I have no idea why the picture over exposed so much. The autosetting on my calendar decided that an ISO 80 was appropriate? Me and the pony are cute. Tess is merely a brown splotch on the left side. Considering the effort it took for her to be a still-dog and not a dog-shaped comet speeding through the atmosphere at warp speed (because she was going on a RIDE), I decided not to push my luck.
Tess was at first upset that she wasn't prominently visible in this photo until I pointed out that she got to share in step 1. (Tess would point out that I didn't share nearly enough...)
The plan was to get lots and lots of shots of the pretty fall colors by the river.....but my 4 GB storage card was mysteriously "full" after just 4 pictures.
I feel like I'm probably 50% back to normal.
I must say that it is here in the process that I'm writing this post. Mostly because I believe that steps 3-4 will take most of the evening, and along with finishing up some online assignments due tonight, and entertaining my Mother, the probability that this post will get written if I don't do it RIGHT NOW are slim to none.

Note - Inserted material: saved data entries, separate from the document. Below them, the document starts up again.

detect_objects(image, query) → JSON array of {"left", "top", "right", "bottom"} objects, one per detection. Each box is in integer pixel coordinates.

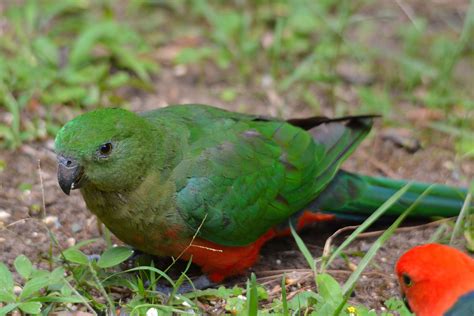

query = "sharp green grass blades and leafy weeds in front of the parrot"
[{"left": 0, "top": 184, "right": 469, "bottom": 316}]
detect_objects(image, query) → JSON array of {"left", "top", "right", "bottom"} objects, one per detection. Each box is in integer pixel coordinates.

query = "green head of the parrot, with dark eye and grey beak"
[{"left": 55, "top": 108, "right": 155, "bottom": 195}]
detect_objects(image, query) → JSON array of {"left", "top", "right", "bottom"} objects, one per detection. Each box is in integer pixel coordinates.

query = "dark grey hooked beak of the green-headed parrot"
[{"left": 58, "top": 155, "right": 84, "bottom": 195}]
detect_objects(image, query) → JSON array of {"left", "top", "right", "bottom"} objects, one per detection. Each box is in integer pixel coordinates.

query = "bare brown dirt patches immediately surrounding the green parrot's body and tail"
[{"left": 0, "top": 67, "right": 474, "bottom": 310}]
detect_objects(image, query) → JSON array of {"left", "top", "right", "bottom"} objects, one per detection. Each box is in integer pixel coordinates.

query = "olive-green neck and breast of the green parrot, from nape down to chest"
[{"left": 81, "top": 116, "right": 192, "bottom": 254}]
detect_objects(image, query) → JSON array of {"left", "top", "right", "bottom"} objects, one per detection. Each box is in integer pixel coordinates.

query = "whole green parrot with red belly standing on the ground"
[{"left": 55, "top": 105, "right": 467, "bottom": 282}]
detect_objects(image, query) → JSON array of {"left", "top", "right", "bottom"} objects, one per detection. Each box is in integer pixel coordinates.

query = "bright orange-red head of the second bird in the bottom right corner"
[{"left": 395, "top": 243, "right": 474, "bottom": 316}]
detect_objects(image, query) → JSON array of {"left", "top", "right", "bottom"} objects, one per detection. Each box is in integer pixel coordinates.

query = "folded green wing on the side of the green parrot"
[{"left": 156, "top": 105, "right": 371, "bottom": 246}]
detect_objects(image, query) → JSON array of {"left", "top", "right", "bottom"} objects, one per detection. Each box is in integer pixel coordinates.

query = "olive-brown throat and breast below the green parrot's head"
[{"left": 81, "top": 171, "right": 192, "bottom": 255}]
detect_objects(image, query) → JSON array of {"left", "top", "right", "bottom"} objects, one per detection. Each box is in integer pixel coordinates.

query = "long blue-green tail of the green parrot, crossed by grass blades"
[{"left": 307, "top": 170, "right": 474, "bottom": 217}]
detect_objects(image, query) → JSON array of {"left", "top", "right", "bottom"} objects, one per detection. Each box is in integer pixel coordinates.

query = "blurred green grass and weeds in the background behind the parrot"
[{"left": 0, "top": 0, "right": 474, "bottom": 156}]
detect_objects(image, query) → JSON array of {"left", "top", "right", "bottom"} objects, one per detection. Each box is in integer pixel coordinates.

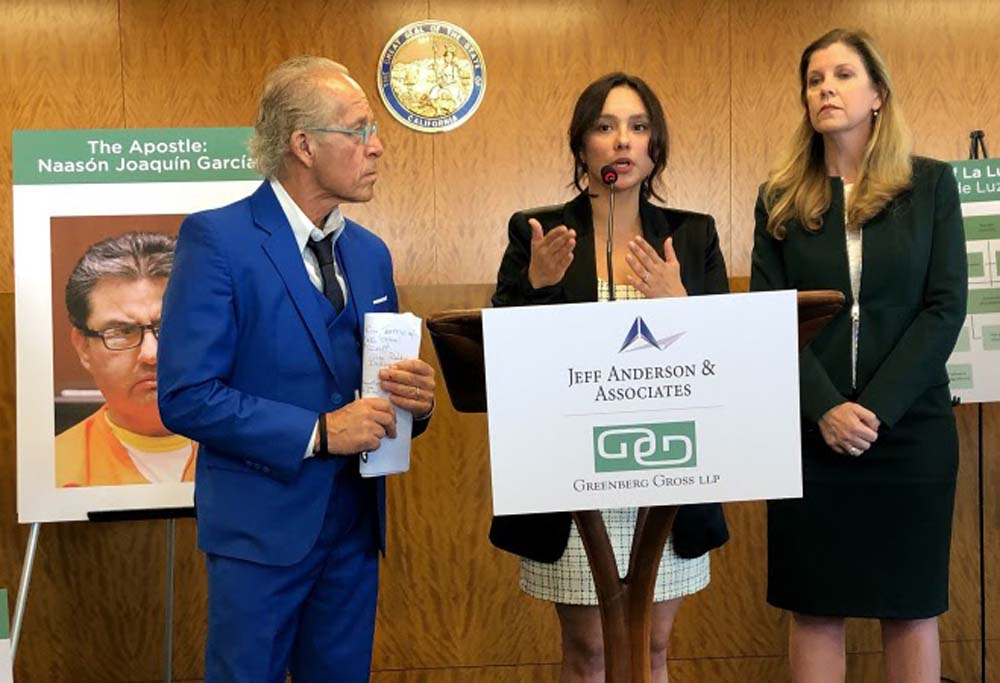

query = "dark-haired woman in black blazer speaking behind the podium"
[{"left": 490, "top": 73, "right": 729, "bottom": 682}]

Here's the plan for the rest of the evening.
Step 3: Go for a run.
This is dicey. The last couple runs I've done haven't gone well. I've felt rather flat and icky. And with my half marathon coming up on Sunday, a bad run will only mentally psych me out...and even a good one, while it will be good for my MENTAL state, won't actually help me physically, and might even harm my performance Sunday if I step wrong, or go too hard. So.....I might go for a walk instead. But go in clothing and shoes that if I just *happen* to want to jump and go for a couple blocks I can. Be fun. Be spontaneous. Be unplanned.
Step 4: drink something
I tend to be a wine person. A red wine person. But my friend Nikki sometimes sends me home with this very excellent bottle of white wine that is sweet but oh so drinkable and delicious, even though it is the very opposite of what I typically drink. Michele and I polished off the last bottle at the RnT so there's the benefit of it bringing back very nice sensory memories....
Here it is. (Ironstone Vineyard's Obsession Symphony). Yes it's white. Yes it's sweet. Yes it has a screw off lid. BUT, against all odds, it is AWESOME. Even though I was drinking the 2010 or 2011 last weekend, having let it set for longer than I had intended. It was STILL AWESOMELY DRINKABLE. Can't wait to pick up the 2012. (BTW - another great wine that is available in supermarkets around here, that doesn't break the bank but I know will be a great, drinkable wine if I'm going to event and don't have something special sitting on the shelf is Gnarly Head's Old Vine Zin).
And there's always cider, or the rare beer, or even something herbal-y and gin-y.
We shall see.
Step 5: Cook or read something
Food and books. The 2 great pleasures in life that are NOT done outside or in bed. How can I go wrong with an ending to the day that involves one of these?
As for why I'm in a bad mood? The concrete thing I can point to is the fact that I just found out that the small animal externship I wanted to do up in Aarene's area is not going to be approved. And the reasons it's not going to be approved for totally suck and smack of politics and bureaucracy and represent everything I hate about small animal medicine, and if was a large animal practice instead of a small animal one it would be approved (and in fact, one of my equine externships that is exactly like this practice WAS approved). And I'm bitter and disheartened and frusterated and that is all mixed in with being really nervous about clinics, and the amount of money I owe and the fact I have a ride in FOUR WEEKS and should I do it or not?? and and and and and and and :).
You know, basically life and the good and bad it throws at you while you are lucky enough to live on this earth :).